Stanford coach David Shaw said the Cougars were one of the most physical team the Cardinal faced last year and he expects more of the same when they meet on Saturday. Ron Chenoy/US Presswire

Sure, he has gone 11-2 two seasons in a row, and the Cardinal won its first Pac-12 Conference championship in 13 years. OK, fine, he beat Oregon at Oregon. He turned USC into Stanford's lapdog (four in a row if you're counting at home, and trust me, every Cardinal fan is counting at home).

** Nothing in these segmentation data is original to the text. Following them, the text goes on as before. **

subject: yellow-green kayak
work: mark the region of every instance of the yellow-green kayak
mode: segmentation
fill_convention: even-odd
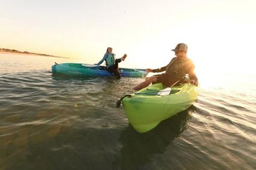
[[[162,84],[155,84],[122,100],[125,116],[137,132],[147,132],[162,120],[188,109],[199,93],[198,86],[184,84],[171,87],[169,94],[158,94],[164,88]]]

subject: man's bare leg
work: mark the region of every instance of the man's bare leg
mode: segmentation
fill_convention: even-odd
[[[135,90],[139,90],[148,86],[152,82],[155,82],[157,81],[157,78],[156,76],[151,76],[146,79],[145,81],[143,82],[140,84],[133,88]]]

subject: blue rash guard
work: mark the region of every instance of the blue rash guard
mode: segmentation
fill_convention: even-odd
[[[100,61],[97,65],[99,66],[105,60],[107,67],[109,68],[110,66],[113,66],[115,63],[115,55],[113,53],[106,52],[103,56],[101,60]]]
[[[101,59],[101,60],[100,60],[98,63],[98,64],[96,64],[96,65],[100,66],[100,64],[101,64],[102,63],[103,63],[103,61],[106,60],[106,58],[107,58],[108,55],[109,55],[109,53],[107,53],[107,52],[105,53],[105,54],[103,56],[103,58]]]

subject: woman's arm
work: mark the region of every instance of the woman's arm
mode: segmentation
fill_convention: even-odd
[[[162,67],[161,67],[161,68],[159,68],[159,69],[153,69],[152,72],[153,73],[159,73],[159,72],[164,72],[164,71],[165,71],[166,67],[167,67],[167,66]]]
[[[103,56],[103,58],[97,64],[96,64],[96,65],[100,66],[100,64],[101,64],[102,63],[103,63],[104,60],[105,60],[105,59],[107,58],[108,54],[109,54],[107,53],[105,53],[105,54]]]

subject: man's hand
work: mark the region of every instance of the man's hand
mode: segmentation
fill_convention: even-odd
[[[146,72],[147,72],[147,73],[153,72],[153,70],[151,69],[146,69]]]
[[[192,84],[193,85],[194,85],[195,86],[198,86],[198,84],[197,83],[197,82],[195,80],[190,80],[188,83]]]

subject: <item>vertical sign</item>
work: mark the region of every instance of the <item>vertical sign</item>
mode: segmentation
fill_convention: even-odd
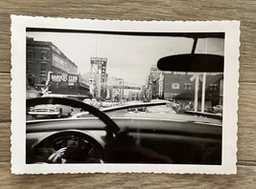
[[[105,97],[105,82],[106,82],[106,61],[105,57],[91,57],[91,64],[97,65],[98,75],[98,97]]]

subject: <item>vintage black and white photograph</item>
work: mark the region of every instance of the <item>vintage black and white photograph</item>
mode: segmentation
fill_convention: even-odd
[[[21,18],[16,172],[234,173],[238,22]]]

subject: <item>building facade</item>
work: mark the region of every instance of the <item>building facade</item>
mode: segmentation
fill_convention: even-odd
[[[164,98],[175,100],[181,104],[194,104],[196,79],[198,76],[202,78],[202,74],[181,73],[181,72],[161,72],[154,66],[150,71],[147,78],[145,94],[148,93],[148,98]],[[202,98],[202,81],[198,82],[198,106]],[[147,94],[146,94],[147,95]],[[223,74],[206,74],[205,82],[205,109],[208,106],[222,104],[223,99]]]
[[[53,94],[87,95],[89,86],[78,74],[78,66],[52,42],[27,38],[27,88]]]

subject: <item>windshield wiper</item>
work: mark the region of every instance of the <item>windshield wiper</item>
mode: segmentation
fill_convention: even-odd
[[[125,104],[125,105],[108,107],[108,108],[103,108],[100,110],[105,113],[109,113],[109,112],[114,112],[114,111],[119,111],[119,110],[126,110],[129,108],[159,106],[159,105],[166,105],[166,104],[167,104],[166,102],[141,102],[141,103],[136,103],[136,104]]]

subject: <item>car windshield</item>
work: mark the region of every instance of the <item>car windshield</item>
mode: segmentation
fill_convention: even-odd
[[[223,55],[223,38],[198,37],[196,46],[195,41],[172,33],[28,32],[27,98],[73,98],[110,117],[191,120],[197,116],[200,121],[201,116],[221,116],[222,72],[162,71],[157,66],[159,59],[170,55]],[[61,104],[28,107],[26,114],[27,120],[91,116],[86,110]]]

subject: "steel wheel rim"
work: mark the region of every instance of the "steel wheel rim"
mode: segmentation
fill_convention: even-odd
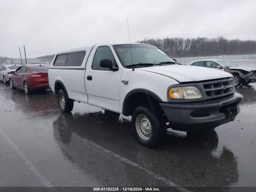
[[[150,120],[146,115],[140,114],[136,120],[136,131],[141,139],[145,141],[149,140],[152,136],[152,125]]]
[[[11,89],[12,88],[12,82],[10,79],[10,86],[11,87]]]
[[[65,98],[64,97],[64,96],[63,95],[61,94],[60,96],[60,98],[59,98],[59,102],[60,103],[60,107],[62,109],[64,108],[66,103],[65,101]]]
[[[234,77],[234,84],[235,86],[237,85],[238,84],[238,82],[239,82],[239,80],[235,76]]]
[[[26,83],[24,84],[24,90],[26,93],[28,93],[28,85],[27,85]]]

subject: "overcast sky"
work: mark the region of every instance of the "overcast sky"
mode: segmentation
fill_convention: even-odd
[[[0,0],[0,56],[145,38],[256,39],[255,0]],[[22,54],[23,54],[22,52]]]

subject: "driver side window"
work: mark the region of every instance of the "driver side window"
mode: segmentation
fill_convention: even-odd
[[[100,66],[100,61],[102,59],[109,59],[112,61],[113,66],[118,67],[110,48],[108,46],[102,46],[98,47],[96,50],[92,65],[92,69],[100,71],[110,70],[109,69]]]

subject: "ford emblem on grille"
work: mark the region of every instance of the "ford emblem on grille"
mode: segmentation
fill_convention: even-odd
[[[221,88],[222,89],[222,90],[225,90],[227,88],[227,87],[226,87],[226,86],[222,86]]]

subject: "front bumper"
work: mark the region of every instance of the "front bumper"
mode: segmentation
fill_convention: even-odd
[[[235,93],[229,98],[213,101],[160,103],[160,106],[170,123],[169,127],[188,131],[194,128],[216,127],[233,120],[240,112],[239,104],[242,98],[240,94]],[[230,109],[232,111],[228,111]]]

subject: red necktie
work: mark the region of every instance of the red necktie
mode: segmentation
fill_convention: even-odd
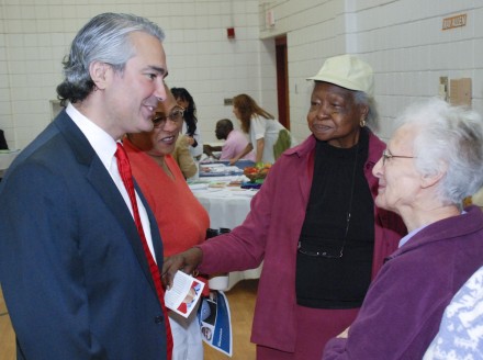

And yeah, Shaw switched quarterbacks at midseason and pinned Stanford's Rose Bowl hopes on a redshirt freshman, Kevin Hogan, who proceeded to beat four ranked conference opponents in four weeks.

But that has nothing to do with the art and science of being a head coach. You know, the guy who wins games and demands money. Says all the right things in public, while his agent holds the athletic director hostage. Goes to a recruiting dinner on Friday night and accepts a new job Saturday morning.

Shaw doesn't know the first thing about any of that. He's 40 years old, he's been a head coach for two years, and he somehow thought it appropriate to negotiate a new contract with Stanford by himself. Without his agent, but presumably with a "Kick me" sign taped to his back.

Does the American Football Coaches Association know about this? Are we talking reprimand?

"We were not going to be too far apart, and we didn't start too far apart," Shaw said of his negotiation with athletic director Bernard Muir. "It didn't take us too long to wrap it all up."

To quote another Stanford man, John McEnroe: "You cannot be serious!" Shaw missed the part of the coaching curriculum where the professor explained that schools no longer have loyalty, so the coach shouldn't have any, either.

Shaw coaches football from another era, a smashmouth, physical brand of football that looks like the Big Ten when Bo and Woody strode the sideline. Offensive coordinator Pep Hamilton had a motto printed on every offensive playbook: "Pound 'em and score 50."

I'm never going to hold another job over Stanford and say, 'Hey, if you don't give me what I want, I'm going to go with the place that does. I don't negotiate like that. I've been telling you since the beginning that this is where I want to be.

--Stanford coach David Shaw

Shaw negotiates from another era, too. He loves Stanford. He trusts Stanford. It nurtured him as a boy, when his dad, Willie, did two tours of duty as an assistant. It transformed him into a man, when he played football and graduated with a degree in sociology. He got married in Memorial Church on the Stanford campus.

"I'm never going to hold another job over Stanford and say, 'Hey, if you don't give me what I want, I'm going to go with the place that does,'" Shaw said. "I don't negotiate like that. I've been telling you since the beginning that this is where I want to be."

Did I say trust? That's not trust. That's fantasy land.

"I have no problem saying that, if I was any place else in America, I would completely turn it over to my agent and we would have done the whole dance that a lot of other people do," Shaw said. "But Stanford's special to me. This was going to work. We were going to make this work. Even in the back of my mind, being an alum, I couldn't imagine turning the program over to anybody else. I wouldn't want to put it in anyone else's hands."

Former athletic director Bob Bowlsby promoted Shaw two years ago when Jim Harbaugh left Stanford to become the San Francisco 49ers head coach. Bowlsby said a group of four players, including quarterback Andrew Luck and linebacker Shayne Skov, came to him and told him they wanted Shaw to be their head coach.

Skov described Shaw as "a guy who understands what we're going through. He has a keen sense of concern for the guys on the team. He knows when to push us and when to step off the gas a little. Stanford presents its own difficulties and hurdles. He just jumps over one after the other."